Sample rules
AWS Management Console Brute Force of Root User Identity
- source: elastic
- technicques:
- T1110
Description
Identifies a high number of failed authentication attempts to the AWS management console for the Root user identity. An adversary may attempt to brute force the password for the Root user identity, as it has complete access to all services and resources for the AWS account.
Detection logic
event.dataset:aws.cloudtrail and event.provider:signin.amazonaws.com and event.action:ConsoleLogin and aws.cloudtrail.user_identity.type:Root and event.outcome:failure
Okta Brute Force or Password Spraying Attack
- source: elastic
- technicques:
- T1110
Description
Identifies a high number of failed Okta user authentication attempts from a single IP address, which could be indicative of a brute force or password spraying attack. An adversary may attempt a brute force or password spraying attack to obtain unauthorized access to user accounts.
Detection logic
event.dataset:okta.system and event.category:authentication and event.outcome:failure
Potential Microsoft 365 User Account Brute Force
- source: elastic
- technicques:
- T1110
Description
Identifies brute-force authentication activity targeting Microsoft 365 user accounts using failed sign-in patterns that match password spraying, credential stuffing, or password guessing behavior. Adversaries may attempt brute-force authentication with credentials obtained from previous breaches, leaks, marketplaces or guessable passwords.
Detection logic
FROM logs-o365.audit-*
| MV_EXPAND event.category
| EVAL
time_window = DATE_TRUNC(5 minutes, @timestamp),
user_id = TO_LOWER(o365.audit.UserId),
ip = source.ip,
login_error = o365.audit.LogonError,
request_type = TO_LOWER(o365.audit.ExtendedProperties.RequestType),
asn_org = source.`as`.organization.name,
country = source.geo.country_name,
event_time = @timestamp
| WHERE event.dataset == "o365.audit"
AND event.category == "authentication"
AND event.provider IN ("AzureActiveDirectory", "Exchange")

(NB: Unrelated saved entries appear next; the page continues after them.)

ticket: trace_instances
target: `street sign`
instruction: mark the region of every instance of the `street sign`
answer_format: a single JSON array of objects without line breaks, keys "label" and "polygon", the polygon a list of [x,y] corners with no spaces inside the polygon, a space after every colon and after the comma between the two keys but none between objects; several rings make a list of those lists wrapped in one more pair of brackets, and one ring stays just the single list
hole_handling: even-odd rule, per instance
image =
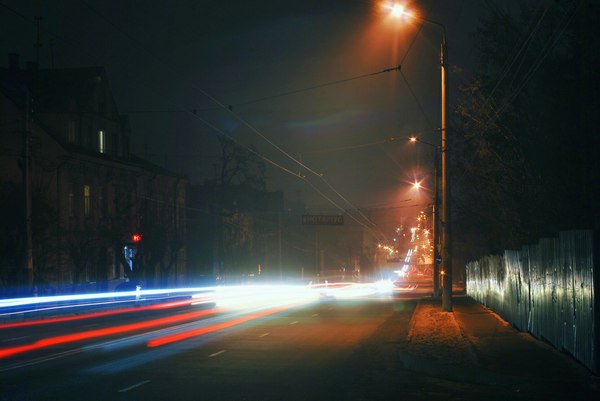
[{"label": "street sign", "polygon": [[313,226],[343,226],[344,216],[305,214],[302,216],[302,224]]}]

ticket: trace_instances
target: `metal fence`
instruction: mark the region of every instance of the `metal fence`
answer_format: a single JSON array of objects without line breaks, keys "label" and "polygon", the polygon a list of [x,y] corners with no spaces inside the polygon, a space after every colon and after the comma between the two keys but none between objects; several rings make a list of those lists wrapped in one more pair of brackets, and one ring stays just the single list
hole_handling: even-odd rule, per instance
[{"label": "metal fence", "polygon": [[600,272],[593,231],[561,232],[520,251],[467,264],[467,293],[516,328],[598,372]]}]

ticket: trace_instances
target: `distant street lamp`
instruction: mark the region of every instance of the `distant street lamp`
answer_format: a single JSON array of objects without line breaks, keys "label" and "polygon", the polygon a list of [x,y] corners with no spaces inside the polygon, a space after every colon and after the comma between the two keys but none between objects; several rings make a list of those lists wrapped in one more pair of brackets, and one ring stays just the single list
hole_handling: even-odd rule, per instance
[{"label": "distant street lamp", "polygon": [[440,257],[440,250],[438,249],[438,243],[439,243],[439,236],[440,236],[440,228],[438,226],[438,220],[439,220],[439,213],[440,213],[440,207],[439,207],[439,195],[438,195],[438,175],[439,175],[439,150],[440,147],[437,145],[434,145],[432,143],[429,142],[425,142],[422,141],[420,139],[418,139],[416,136],[412,136],[409,138],[411,143],[421,143],[423,145],[427,145],[427,146],[431,146],[432,148],[434,148],[434,161],[433,161],[433,174],[434,174],[434,179],[433,179],[433,207],[432,207],[432,213],[431,213],[431,240],[433,242],[433,296],[434,297],[439,297],[440,296],[440,266],[439,266],[439,257]]},{"label": "distant street lamp", "polygon": [[442,293],[442,309],[445,312],[452,312],[452,238],[450,226],[450,187],[448,181],[448,141],[446,128],[446,108],[447,108],[447,83],[446,83],[446,63],[448,60],[448,49],[446,45],[446,27],[428,18],[415,16],[399,4],[386,6],[390,14],[395,18],[415,19],[423,23],[433,24],[442,30],[442,43],[440,46],[440,67],[441,67],[441,86],[442,86],[442,265],[444,270],[444,282]]}]

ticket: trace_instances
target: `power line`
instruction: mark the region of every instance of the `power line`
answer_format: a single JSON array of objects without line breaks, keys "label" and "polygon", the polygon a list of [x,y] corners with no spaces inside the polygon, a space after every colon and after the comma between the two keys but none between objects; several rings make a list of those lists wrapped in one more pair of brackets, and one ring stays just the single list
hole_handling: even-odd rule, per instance
[{"label": "power line", "polygon": [[423,105],[421,104],[421,102],[419,101],[419,98],[417,98],[417,95],[415,94],[415,92],[412,90],[410,84],[408,83],[408,80],[406,79],[406,75],[404,75],[404,73],[402,71],[400,71],[400,75],[402,75],[402,79],[404,79],[404,83],[406,84],[406,87],[408,88],[408,91],[412,95],[413,99],[415,99],[415,102],[417,103],[417,106],[419,106],[419,109],[421,110],[421,113],[423,114],[423,117],[425,117],[425,121],[427,121],[427,124],[429,125],[429,128],[431,128],[433,130],[434,129],[434,125],[431,123],[431,121],[427,117],[427,113],[425,113],[425,109],[423,108]]},{"label": "power line", "polygon": [[[115,29],[117,29],[121,34],[125,35],[127,38],[129,38],[131,41],[135,42],[140,48],[142,48],[144,51],[146,51],[149,55],[151,55],[152,57],[154,57],[157,61],[159,61],[163,66],[167,67],[170,70],[174,69],[166,62],[164,62],[162,59],[160,59],[159,57],[157,57],[150,49],[148,49],[146,46],[144,46],[142,43],[140,43],[137,39],[135,39],[134,37],[132,37],[131,35],[129,35],[127,32],[125,32],[123,29],[121,29],[118,25],[116,25],[115,23],[113,23],[112,21],[110,21],[107,17],[105,17],[104,15],[102,15],[101,13],[99,13],[97,10],[95,10],[93,7],[91,7],[87,2],[82,1],[82,3],[84,5],[86,5],[92,12],[94,12],[96,15],[100,16],[103,20],[105,20],[107,23],[109,23],[112,27],[114,27]],[[357,77],[352,77],[352,78],[346,78],[343,80],[339,80],[339,81],[333,81],[330,83],[325,83],[325,84],[321,84],[321,85],[316,85],[314,87],[311,88],[306,88],[304,90],[312,90],[318,87],[323,87],[323,86],[328,86],[328,85],[334,85],[334,84],[338,84],[341,82],[348,82],[348,81],[352,81],[352,80],[356,80],[356,79],[360,79],[360,78],[364,78],[364,77],[368,77],[368,76],[372,76],[372,75],[377,75],[377,74],[381,74],[384,72],[390,72],[390,71],[396,71],[399,70],[400,66],[397,67],[393,67],[393,68],[387,68],[381,71],[378,71],[376,73],[371,73],[371,74],[363,74],[361,76],[357,76]],[[316,177],[319,177],[321,180],[323,180],[327,186],[334,191],[334,193],[336,193],[336,195],[338,195],[340,198],[344,199],[345,201],[347,201],[343,195],[341,195],[339,193],[339,191],[337,191],[335,188],[333,188],[333,186],[331,186],[331,184],[329,184],[323,177],[321,174],[315,172],[313,169],[311,169],[310,167],[308,167],[306,164],[304,164],[303,162],[297,160],[295,157],[293,157],[292,155],[290,155],[287,151],[285,151],[282,147],[280,147],[279,145],[275,144],[273,141],[271,141],[269,138],[267,138],[265,135],[263,135],[258,129],[256,129],[253,125],[251,125],[248,121],[246,121],[245,119],[243,119],[241,116],[239,116],[238,114],[236,114],[233,111],[233,107],[229,107],[224,105],[222,102],[220,102],[218,99],[216,99],[214,96],[210,95],[208,92],[206,92],[205,90],[203,90],[202,88],[198,87],[197,85],[192,83],[192,86],[194,88],[196,88],[196,90],[198,90],[203,96],[205,96],[207,99],[209,99],[210,101],[212,101],[214,104],[216,104],[220,109],[228,112],[230,115],[232,115],[236,120],[240,121],[243,125],[245,125],[250,131],[254,132],[256,135],[258,135],[260,138],[262,138],[264,141],[266,141],[268,144],[270,144],[272,147],[274,147],[276,150],[278,150],[279,152],[281,152],[284,156],[286,156],[288,159],[290,159],[291,161],[293,161],[294,163],[296,163],[297,165],[301,166],[302,168],[306,169],[308,172],[310,172],[311,174],[315,175]],[[304,91],[304,90],[298,90],[296,92],[299,91]],[[282,94],[280,94],[280,96],[282,96]],[[195,113],[192,113],[193,115],[195,115],[197,118],[198,117]],[[204,124],[206,124],[207,126],[216,129],[217,127],[215,127],[213,124],[208,123],[208,121],[201,119],[201,121],[203,121]],[[227,136],[229,139],[234,140],[231,136],[225,134],[222,130],[218,130],[217,132],[219,132],[221,135],[225,135]],[[297,178],[301,178],[303,180],[306,180],[304,177],[301,177],[299,174],[292,172],[291,170],[284,168],[283,166],[273,162],[270,159],[265,158],[262,155],[259,155],[255,150],[251,150],[250,148],[242,145],[241,143],[239,143],[239,141],[235,141],[234,142],[240,146],[245,147],[246,149],[248,149],[249,151],[251,151],[252,153],[258,155],[259,157],[263,158],[265,161],[267,161],[268,163],[281,168],[283,171],[297,177]],[[321,196],[323,196],[322,192]],[[329,198],[325,198],[328,199],[329,202],[331,202],[331,200]],[[356,209],[356,207],[354,207],[354,209]]]},{"label": "power line", "polygon": [[[411,132],[410,134],[411,135],[423,135],[423,134],[429,134],[432,132],[437,132],[437,130]],[[337,148],[319,149],[319,150],[313,150],[310,152],[303,152],[302,154],[303,155],[313,155],[313,154],[319,154],[319,153],[341,152],[344,150],[355,150],[355,149],[361,149],[361,148],[366,148],[366,147],[375,146],[375,145],[383,145],[384,143],[390,143],[390,142],[399,143],[399,140],[408,139],[408,138],[410,138],[409,135],[392,136],[392,137],[389,137],[386,139],[382,139],[380,141],[367,142],[367,143],[361,143],[361,144],[356,144],[356,145],[340,146]]]},{"label": "power line", "polygon": [[391,71],[400,71],[400,65],[398,65],[397,67],[385,68],[385,69],[383,69],[381,71],[377,71],[377,72],[372,72],[372,73],[368,73],[368,74],[357,75],[357,76],[354,76],[354,77],[339,79],[339,80],[336,80],[336,81],[325,82],[325,83],[322,83],[322,84],[308,86],[308,87],[302,88],[302,89],[295,89],[295,90],[291,90],[291,91],[288,91],[288,92],[276,93],[276,94],[273,94],[273,95],[263,96],[263,97],[260,97],[260,98],[257,98],[257,99],[248,100],[248,101],[245,101],[245,102],[234,103],[234,104],[229,105],[229,108],[233,109],[234,107],[245,106],[245,105],[252,104],[252,103],[263,102],[265,100],[271,100],[271,99],[276,99],[276,98],[283,97],[283,96],[295,95],[295,94],[302,93],[302,92],[307,92],[307,91],[311,91],[311,90],[315,90],[315,89],[325,88],[327,86],[338,85],[338,84],[342,84],[342,83],[346,83],[346,82],[356,81],[357,79],[373,77],[375,75],[379,75],[379,74],[383,74],[383,73],[391,72]]},{"label": "power line", "polygon": [[542,65],[542,62],[544,61],[544,59],[548,56],[548,54],[550,54],[550,52],[552,51],[552,49],[558,43],[558,40],[560,39],[560,37],[562,36],[562,34],[565,32],[565,30],[567,29],[567,27],[571,23],[573,17],[577,13],[577,10],[581,6],[581,4],[583,4],[582,1],[580,1],[578,4],[574,4],[572,6],[571,10],[569,10],[569,12],[567,12],[567,13],[565,13],[563,15],[562,19],[560,20],[560,23],[558,24],[558,30],[556,30],[553,33],[552,37],[548,39],[548,41],[546,42],[545,46],[543,47],[543,49],[538,54],[537,58],[534,60],[533,63],[530,64],[529,70],[524,75],[524,78],[521,80],[521,82],[517,86],[517,88],[515,88],[512,91],[512,93],[510,93],[509,95],[505,96],[503,104],[500,106],[500,108],[497,111],[495,111],[494,115],[490,118],[490,122],[492,120],[496,120],[496,119],[498,119],[500,117],[500,115],[502,114],[502,112],[504,110],[506,110],[506,108],[511,104],[512,100],[518,96],[518,94],[525,88],[525,86],[527,85],[527,83],[529,83],[529,81],[533,78],[533,76],[535,75],[535,73],[538,71],[538,69]]}]

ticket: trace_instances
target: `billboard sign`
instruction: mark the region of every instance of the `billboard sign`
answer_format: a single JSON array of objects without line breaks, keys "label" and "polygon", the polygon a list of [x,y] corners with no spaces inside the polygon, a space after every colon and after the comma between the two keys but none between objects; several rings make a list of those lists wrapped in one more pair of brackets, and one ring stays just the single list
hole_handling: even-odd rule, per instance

AND event.action IN ("UserLoginFailed", "PasswordLogonInitialAuthUsingPassword")
AND request_type RLIKE "(oauth.*||.*login.*)"

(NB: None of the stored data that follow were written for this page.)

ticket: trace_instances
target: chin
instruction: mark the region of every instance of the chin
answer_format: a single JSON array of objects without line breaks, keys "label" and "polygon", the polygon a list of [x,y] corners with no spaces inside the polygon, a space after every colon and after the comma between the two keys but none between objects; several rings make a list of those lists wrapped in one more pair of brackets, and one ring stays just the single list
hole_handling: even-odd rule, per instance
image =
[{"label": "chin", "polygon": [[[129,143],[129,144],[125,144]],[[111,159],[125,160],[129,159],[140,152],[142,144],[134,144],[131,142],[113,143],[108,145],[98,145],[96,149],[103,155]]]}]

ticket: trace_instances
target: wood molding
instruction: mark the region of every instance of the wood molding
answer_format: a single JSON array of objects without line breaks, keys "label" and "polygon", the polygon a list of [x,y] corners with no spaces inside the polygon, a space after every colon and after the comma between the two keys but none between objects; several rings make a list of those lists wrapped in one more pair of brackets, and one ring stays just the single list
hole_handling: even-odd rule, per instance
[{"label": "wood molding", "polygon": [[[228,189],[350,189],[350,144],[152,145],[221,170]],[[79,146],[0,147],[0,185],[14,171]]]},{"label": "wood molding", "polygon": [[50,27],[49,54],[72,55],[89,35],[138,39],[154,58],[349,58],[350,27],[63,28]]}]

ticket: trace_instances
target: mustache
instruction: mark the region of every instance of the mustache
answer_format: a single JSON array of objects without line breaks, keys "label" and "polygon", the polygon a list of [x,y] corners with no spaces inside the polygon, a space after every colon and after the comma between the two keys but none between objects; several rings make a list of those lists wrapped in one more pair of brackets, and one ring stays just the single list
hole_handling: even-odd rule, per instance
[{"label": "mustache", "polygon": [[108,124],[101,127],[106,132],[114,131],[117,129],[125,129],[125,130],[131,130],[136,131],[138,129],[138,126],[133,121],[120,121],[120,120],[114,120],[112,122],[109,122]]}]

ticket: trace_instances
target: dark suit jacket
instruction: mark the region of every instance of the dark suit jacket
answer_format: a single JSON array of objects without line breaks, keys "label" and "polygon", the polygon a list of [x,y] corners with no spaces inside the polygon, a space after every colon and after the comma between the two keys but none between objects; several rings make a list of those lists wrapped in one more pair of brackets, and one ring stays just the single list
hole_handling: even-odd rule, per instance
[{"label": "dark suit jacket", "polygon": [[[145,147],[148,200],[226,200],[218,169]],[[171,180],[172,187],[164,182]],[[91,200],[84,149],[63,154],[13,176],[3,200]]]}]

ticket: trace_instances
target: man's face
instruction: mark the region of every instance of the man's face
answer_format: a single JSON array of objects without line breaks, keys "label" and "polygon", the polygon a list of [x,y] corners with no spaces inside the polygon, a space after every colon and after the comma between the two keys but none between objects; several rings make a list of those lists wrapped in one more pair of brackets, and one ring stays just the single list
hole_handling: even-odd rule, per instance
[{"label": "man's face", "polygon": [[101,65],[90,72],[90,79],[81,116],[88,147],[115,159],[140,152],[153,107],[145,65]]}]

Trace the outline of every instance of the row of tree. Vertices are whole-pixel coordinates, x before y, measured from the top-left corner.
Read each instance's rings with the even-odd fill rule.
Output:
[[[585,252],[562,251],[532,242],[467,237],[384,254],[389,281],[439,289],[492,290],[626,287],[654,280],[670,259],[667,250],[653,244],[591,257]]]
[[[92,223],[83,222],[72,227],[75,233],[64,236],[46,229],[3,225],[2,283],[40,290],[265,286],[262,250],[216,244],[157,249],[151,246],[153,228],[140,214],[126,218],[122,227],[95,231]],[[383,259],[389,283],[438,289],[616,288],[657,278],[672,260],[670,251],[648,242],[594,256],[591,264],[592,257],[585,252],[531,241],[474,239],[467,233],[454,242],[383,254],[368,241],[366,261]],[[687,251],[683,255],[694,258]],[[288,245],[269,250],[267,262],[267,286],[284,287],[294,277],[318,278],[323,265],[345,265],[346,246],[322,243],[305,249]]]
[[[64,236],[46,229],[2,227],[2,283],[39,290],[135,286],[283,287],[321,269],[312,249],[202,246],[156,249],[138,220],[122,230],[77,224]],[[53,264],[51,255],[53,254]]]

AND login_error != "IdsLocked"
AND login_error NOT IN (
"EntitlementGrantsNotFound", "UserStrongAuthEnrollmentRequired", "UserStrongAuthClientAuthNRequired",
"InvalidReplyTo", "SsoArtifactExpiredDueToConditionalAccess", "PasswordResetRegistrationRequiredInterrupt",
"SsoUserAccountNotFoundInResourceTenant", "UserStrongAuthExpired", "CmsiInterrupt"
)
AND user_id != "not available"
AND o365.audit.Target.Type IN ("0", "2", "6", "10")
| STATS
unique_users = COUNT_DISTINCT(user_id),
user_id_list = VALUES(user_id),
login_errors = VALUES(login_error),
unique_login_errors = COUNT_DISTINCT(login_error),
request_types = VALUES(request_type),
ip_list = VALUES(ip),
unique_ips = COUNT_DISTINCT(ip),
source_orgs = VALUES(asn_org),
countries = VALUES(country),
unique_country_count = COUNT_DISTINCT(country),
unique_asn_orgs = COUNT_DISTINCT(asn_org),
first_seen = MIN(event_time),
last_seen = MAX(event_time),
total_attempts = COUNT()
BY time_window
| EVAL
duration_seconds = DATE_DIFF("seconds", first_seen, last_seen),
bf_type = CASE(
unique_users >= 15 AND unique_login_errors == 1 AND total_attempts >= 10 AND duration_seconds <= 1800, "password_spraying",
unique_users >= 8 AND total_attempts >= 15 AND unique_login_errors <= 3 AND unique_ips <= 5 AND duration_seconds <= 600, "credential_stuffing",
unique_users == 1 AND unique_login_errors == 1 AND total_attempts >= 20 AND duration_seconds <= 300, "password_guessing",
"other"
)
| KEEP
time_window, unique_users, user_id_list, login_errors, unique_login_errors,
request_types, ip_list, unique_ips, source_orgs, countries,
unique_country_count, unique_asn_orgs, first_seen, last_seen,
duration_seconds, total_attempts, bf_type
| WHERE
bf_type != "other"
O365 Excessive Single Sign-On Logon Errors
- source: elastic
- technicques:
- T1110
Description
Identifies accounts with a high number of single sign-on (SSO) logon errors. Excessive logon errors may indicate an attempt to brute force a password or SSO token.
Detection logic
event.dataset:o365.audit and event.provider:AzureActiveDirectory and event.category:authentication and o365.audit.LogonError:"SsoArtifactInvalidOrExpired"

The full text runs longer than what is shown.